Dirigindo-se em nome do II Exército à Marinha de Guerra, o General exclama, em conseqüência: "Cabe-nos, pois, vigiar e reagir seja contra aquela solerte e invisível penetração, através [de] bem elaborada campanha psicológica no lar, na escola, nas artes, nas instituições culturais e nas diversões públicas, seja contra a sua expansão no combate contínuo e violento aos diferentes tipos e formas de luta aconselhados pelos dirigentes comunistas e executados pelas organizações do partido".

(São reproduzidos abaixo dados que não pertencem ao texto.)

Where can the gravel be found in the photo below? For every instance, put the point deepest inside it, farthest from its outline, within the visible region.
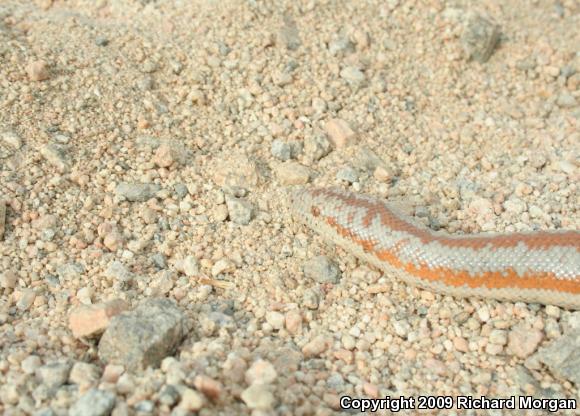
(148, 260)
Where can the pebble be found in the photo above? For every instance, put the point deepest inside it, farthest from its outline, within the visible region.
(289, 34)
(341, 45)
(261, 372)
(191, 400)
(143, 336)
(347, 174)
(223, 266)
(276, 319)
(137, 192)
(340, 133)
(292, 173)
(26, 299)
(566, 100)
(293, 322)
(93, 403)
(54, 374)
(240, 210)
(315, 347)
(480, 37)
(84, 374)
(353, 76)
(8, 279)
(322, 270)
(284, 150)
(562, 356)
(258, 397)
(55, 155)
(211, 388)
(38, 71)
(30, 364)
(92, 320)
(190, 266)
(316, 147)
(11, 139)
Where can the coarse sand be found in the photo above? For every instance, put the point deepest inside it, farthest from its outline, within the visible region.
(149, 262)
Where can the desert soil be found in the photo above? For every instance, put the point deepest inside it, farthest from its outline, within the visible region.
(149, 262)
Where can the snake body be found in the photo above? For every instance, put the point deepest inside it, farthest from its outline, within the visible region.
(536, 267)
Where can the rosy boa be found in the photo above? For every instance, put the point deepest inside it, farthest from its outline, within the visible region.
(536, 267)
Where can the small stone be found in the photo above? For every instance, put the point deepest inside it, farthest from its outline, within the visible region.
(223, 266)
(310, 299)
(94, 403)
(137, 192)
(117, 271)
(208, 386)
(26, 299)
(523, 341)
(498, 337)
(383, 174)
(292, 173)
(55, 155)
(164, 156)
(261, 372)
(112, 373)
(258, 397)
(238, 171)
(316, 147)
(30, 364)
(54, 375)
(8, 279)
(190, 266)
(84, 295)
(341, 46)
(566, 100)
(101, 41)
(113, 240)
(562, 356)
(144, 336)
(460, 344)
(289, 34)
(315, 347)
(241, 211)
(353, 76)
(84, 374)
(553, 311)
(340, 133)
(322, 270)
(191, 400)
(38, 71)
(276, 319)
(293, 321)
(92, 320)
(11, 139)
(347, 174)
(480, 37)
(281, 150)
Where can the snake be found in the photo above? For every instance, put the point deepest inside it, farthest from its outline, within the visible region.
(533, 267)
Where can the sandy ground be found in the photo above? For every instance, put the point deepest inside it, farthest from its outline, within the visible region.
(148, 150)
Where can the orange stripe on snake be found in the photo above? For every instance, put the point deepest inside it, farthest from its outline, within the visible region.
(542, 267)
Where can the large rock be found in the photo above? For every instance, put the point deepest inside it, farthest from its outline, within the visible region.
(144, 336)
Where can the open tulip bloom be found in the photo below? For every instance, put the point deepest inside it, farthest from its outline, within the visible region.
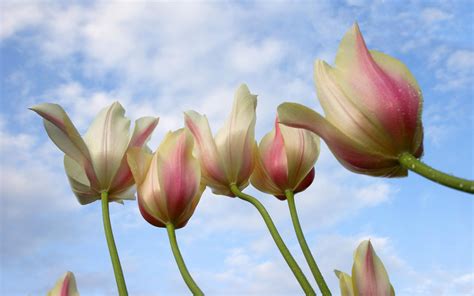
(373, 110)
(169, 188)
(96, 164)
(228, 160)
(369, 277)
(285, 166)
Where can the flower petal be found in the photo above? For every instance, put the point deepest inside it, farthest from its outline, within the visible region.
(211, 162)
(346, 114)
(302, 151)
(139, 161)
(350, 153)
(274, 157)
(345, 283)
(79, 183)
(235, 141)
(65, 286)
(261, 180)
(65, 135)
(151, 200)
(368, 273)
(383, 87)
(178, 171)
(143, 129)
(107, 139)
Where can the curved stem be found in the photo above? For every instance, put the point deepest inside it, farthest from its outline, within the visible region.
(277, 238)
(122, 287)
(412, 163)
(180, 262)
(304, 245)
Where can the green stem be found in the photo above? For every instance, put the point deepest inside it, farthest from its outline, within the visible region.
(277, 238)
(304, 245)
(412, 163)
(180, 262)
(122, 287)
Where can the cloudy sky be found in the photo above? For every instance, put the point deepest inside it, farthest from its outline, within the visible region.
(161, 59)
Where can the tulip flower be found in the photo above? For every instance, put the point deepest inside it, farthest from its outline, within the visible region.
(369, 277)
(284, 166)
(96, 164)
(373, 110)
(168, 181)
(65, 286)
(285, 160)
(229, 158)
(169, 188)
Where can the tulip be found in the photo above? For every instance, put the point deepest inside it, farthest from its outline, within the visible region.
(285, 160)
(373, 109)
(229, 158)
(65, 286)
(369, 277)
(168, 181)
(96, 165)
(97, 162)
(169, 189)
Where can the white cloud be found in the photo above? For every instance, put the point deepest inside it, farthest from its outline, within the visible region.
(431, 15)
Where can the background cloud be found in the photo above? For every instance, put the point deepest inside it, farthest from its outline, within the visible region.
(165, 58)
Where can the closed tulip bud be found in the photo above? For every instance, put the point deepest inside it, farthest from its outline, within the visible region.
(229, 158)
(97, 162)
(373, 109)
(285, 161)
(65, 286)
(168, 181)
(369, 277)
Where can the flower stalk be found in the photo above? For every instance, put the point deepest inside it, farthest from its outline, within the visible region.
(413, 164)
(277, 238)
(180, 262)
(121, 286)
(304, 245)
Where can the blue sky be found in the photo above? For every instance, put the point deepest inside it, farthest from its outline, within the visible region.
(161, 59)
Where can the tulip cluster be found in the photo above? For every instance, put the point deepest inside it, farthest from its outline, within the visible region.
(372, 124)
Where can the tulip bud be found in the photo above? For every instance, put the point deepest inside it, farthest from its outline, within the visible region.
(369, 276)
(229, 158)
(285, 161)
(373, 109)
(65, 286)
(168, 181)
(97, 162)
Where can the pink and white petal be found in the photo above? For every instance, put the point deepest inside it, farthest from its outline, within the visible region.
(65, 286)
(273, 157)
(178, 171)
(64, 134)
(107, 139)
(345, 283)
(306, 182)
(139, 161)
(141, 134)
(211, 162)
(79, 182)
(142, 131)
(261, 179)
(350, 153)
(368, 273)
(302, 151)
(235, 141)
(187, 214)
(344, 112)
(389, 96)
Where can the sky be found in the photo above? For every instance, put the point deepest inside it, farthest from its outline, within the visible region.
(163, 58)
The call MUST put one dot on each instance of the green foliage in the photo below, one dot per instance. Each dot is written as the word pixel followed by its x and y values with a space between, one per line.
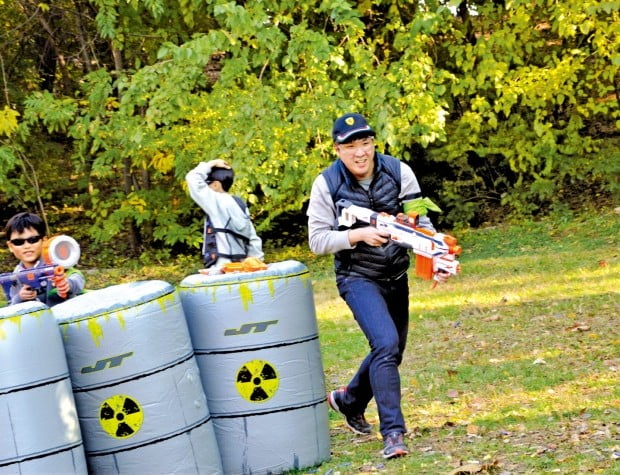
pixel 511 105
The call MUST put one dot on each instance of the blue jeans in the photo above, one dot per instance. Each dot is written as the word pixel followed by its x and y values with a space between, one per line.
pixel 381 309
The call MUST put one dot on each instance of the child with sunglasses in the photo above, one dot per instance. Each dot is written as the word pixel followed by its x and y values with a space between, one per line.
pixel 25 234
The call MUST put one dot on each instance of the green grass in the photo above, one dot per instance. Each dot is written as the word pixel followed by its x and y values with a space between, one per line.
pixel 511 367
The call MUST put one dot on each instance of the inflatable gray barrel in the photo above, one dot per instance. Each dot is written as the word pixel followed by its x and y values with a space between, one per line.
pixel 136 383
pixel 256 341
pixel 39 428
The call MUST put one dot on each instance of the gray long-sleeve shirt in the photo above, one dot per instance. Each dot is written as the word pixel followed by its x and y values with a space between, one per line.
pixel 323 234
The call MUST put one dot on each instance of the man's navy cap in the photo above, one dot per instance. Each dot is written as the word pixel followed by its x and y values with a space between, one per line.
pixel 351 126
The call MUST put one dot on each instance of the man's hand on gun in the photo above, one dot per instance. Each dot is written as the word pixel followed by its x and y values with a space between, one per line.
pixel 62 284
pixel 435 252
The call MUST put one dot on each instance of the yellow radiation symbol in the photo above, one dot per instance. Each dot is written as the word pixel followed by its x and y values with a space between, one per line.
pixel 120 416
pixel 257 381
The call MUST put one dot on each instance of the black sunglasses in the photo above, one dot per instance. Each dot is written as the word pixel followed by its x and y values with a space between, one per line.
pixel 22 241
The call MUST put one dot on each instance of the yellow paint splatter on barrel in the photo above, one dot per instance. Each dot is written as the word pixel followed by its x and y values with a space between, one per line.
pixel 246 296
pixel 96 332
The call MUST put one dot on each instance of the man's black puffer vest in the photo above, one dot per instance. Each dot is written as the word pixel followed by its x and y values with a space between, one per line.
pixel 383 262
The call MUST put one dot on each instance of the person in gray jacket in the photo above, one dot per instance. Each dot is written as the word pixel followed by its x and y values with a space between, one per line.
pixel 229 233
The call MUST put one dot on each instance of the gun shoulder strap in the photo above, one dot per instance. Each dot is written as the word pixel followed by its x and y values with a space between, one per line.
pixel 210 252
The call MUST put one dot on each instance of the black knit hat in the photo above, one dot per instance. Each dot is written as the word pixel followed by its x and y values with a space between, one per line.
pixel 224 175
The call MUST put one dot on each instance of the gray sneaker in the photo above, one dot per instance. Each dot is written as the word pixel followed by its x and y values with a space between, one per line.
pixel 394 446
pixel 356 422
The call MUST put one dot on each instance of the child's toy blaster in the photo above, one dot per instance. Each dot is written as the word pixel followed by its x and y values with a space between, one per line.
pixel 435 252
pixel 59 253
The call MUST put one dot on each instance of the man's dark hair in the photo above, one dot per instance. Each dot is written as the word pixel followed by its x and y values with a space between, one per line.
pixel 22 221
pixel 224 175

É óbvio que no cumprimento dessa nobre missão de lutar contra a "revolução comunista invisível", o elemento civil tem uma parcela de responsabilidade muito grande. Parece-me que a análise feita pelo General Souza Mello torna bem claro que nenhum brasileiro pode assistir de braços cruzados a esse drama, que é o envolvimento de sua própria Pátria por essa terrível névoa ideológica. No lar, na escola, na universidade, nos locais de trabalho, nos ambientes de lazer, nos recintos religiosos, toca a cada um de nós a tarefa da vigilância e da resistência proporcionadas à magnitude do perigo.

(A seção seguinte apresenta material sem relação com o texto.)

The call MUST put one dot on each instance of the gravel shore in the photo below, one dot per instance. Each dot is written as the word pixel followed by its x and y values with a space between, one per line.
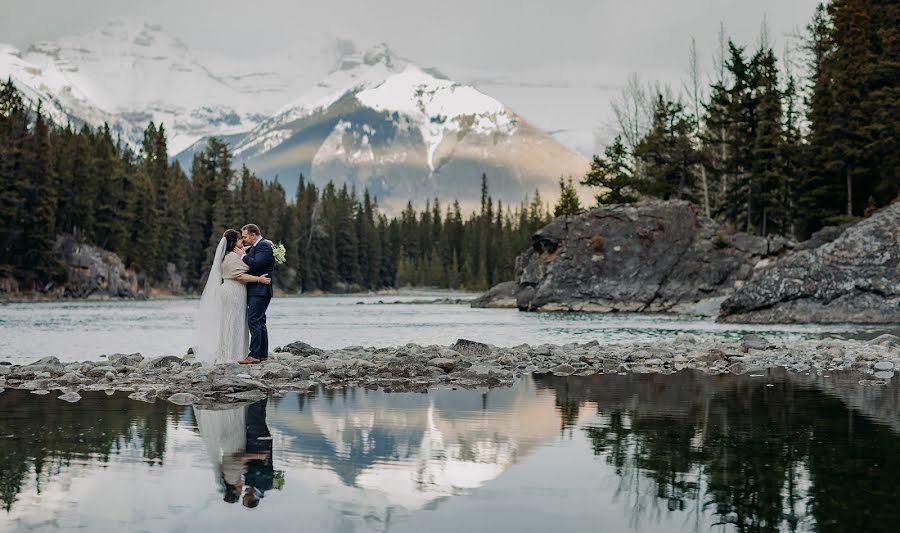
pixel 300 367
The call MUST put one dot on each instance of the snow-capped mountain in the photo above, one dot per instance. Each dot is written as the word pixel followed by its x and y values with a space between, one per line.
pixel 130 71
pixel 380 122
pixel 324 109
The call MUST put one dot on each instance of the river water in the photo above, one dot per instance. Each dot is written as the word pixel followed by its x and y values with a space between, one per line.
pixel 644 453
pixel 78 330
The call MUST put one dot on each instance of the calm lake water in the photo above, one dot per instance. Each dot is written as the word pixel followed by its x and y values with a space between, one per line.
pixel 643 453
pixel 77 330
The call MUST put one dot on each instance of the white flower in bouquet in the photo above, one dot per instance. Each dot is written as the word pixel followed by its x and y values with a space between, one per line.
pixel 279 252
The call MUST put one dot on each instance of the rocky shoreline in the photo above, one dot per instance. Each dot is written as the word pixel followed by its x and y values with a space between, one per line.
pixel 664 257
pixel 300 367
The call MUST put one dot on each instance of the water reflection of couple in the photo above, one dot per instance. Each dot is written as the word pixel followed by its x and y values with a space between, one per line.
pixel 240 449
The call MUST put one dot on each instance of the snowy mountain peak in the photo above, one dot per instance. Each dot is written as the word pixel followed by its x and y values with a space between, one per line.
pixel 380 53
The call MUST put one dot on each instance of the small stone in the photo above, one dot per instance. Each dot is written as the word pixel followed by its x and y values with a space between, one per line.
pixel 148 396
pixel 685 338
pixel 445 364
pixel 251 395
pixel 563 370
pixel 183 398
pixel 737 368
pixel 886 340
pixel 754 342
pixel 467 347
pixel 70 397
pixel 160 362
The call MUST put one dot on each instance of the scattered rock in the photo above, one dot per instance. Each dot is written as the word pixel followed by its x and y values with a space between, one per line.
pixel 445 364
pixel 652 256
pixel 251 396
pixel 148 396
pixel 563 370
pixel 183 398
pixel 886 340
pixel 754 342
pixel 467 347
pixel 70 397
pixel 855 277
pixel 127 359
pixel 301 348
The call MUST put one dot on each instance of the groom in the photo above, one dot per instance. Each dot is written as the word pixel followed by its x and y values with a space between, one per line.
pixel 259 257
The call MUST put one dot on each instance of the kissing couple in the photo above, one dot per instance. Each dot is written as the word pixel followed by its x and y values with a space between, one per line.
pixel 231 321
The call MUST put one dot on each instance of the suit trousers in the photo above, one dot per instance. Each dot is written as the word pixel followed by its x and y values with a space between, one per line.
pixel 256 320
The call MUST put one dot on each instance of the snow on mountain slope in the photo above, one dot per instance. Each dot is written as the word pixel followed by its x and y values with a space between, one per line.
pixel 130 71
pixel 62 102
pixel 369 118
pixel 403 132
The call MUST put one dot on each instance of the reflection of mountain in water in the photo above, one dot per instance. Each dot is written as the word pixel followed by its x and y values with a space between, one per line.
pixel 403 452
pixel 786 457
pixel 42 437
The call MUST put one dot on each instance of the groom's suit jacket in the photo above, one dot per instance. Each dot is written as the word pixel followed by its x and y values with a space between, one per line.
pixel 261 260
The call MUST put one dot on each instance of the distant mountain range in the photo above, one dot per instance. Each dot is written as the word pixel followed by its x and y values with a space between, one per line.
pixel 369 118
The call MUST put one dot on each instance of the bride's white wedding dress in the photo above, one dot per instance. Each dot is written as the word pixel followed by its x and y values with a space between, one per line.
pixel 222 334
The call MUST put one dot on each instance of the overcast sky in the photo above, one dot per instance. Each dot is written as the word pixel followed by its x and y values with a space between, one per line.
pixel 484 34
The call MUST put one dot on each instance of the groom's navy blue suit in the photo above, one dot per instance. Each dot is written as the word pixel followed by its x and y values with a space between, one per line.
pixel 261 261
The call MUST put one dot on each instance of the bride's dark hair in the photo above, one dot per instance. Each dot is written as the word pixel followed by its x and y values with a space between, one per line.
pixel 231 237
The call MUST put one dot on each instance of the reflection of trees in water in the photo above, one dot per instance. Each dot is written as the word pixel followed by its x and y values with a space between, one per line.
pixel 759 458
pixel 42 435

E é por isto que não quis deixar de utilizar esta coluna para um apelo a que os leitores tomem na mais alta conta as palavras do Comandante do II Exército, e as adotem como um programa de ação.

* * *

O fecho das palavras do General Souza Mello é animador. Proclama ele, com justificada ufania: "Está (o II Exército) preparado, adestrado e vem se empenhando juntamente com os demais Comandos e Órgãos de Segurança, na defesa das instituições brasileiras e da tranqüilidade das populações ordeiras em sua área de jurisdição, com fé e esperança na verdade que se fundamenta no amor e paz de Jesus Cristo, sacrificado no Calvário".

Essa garantia de vigilância e dedicação do setor militar, dada com os olhos postos no Homem-Deus, repercute suavemente nos espíritos, nestes dias marcados ainda pela doce unção do Santo Natal.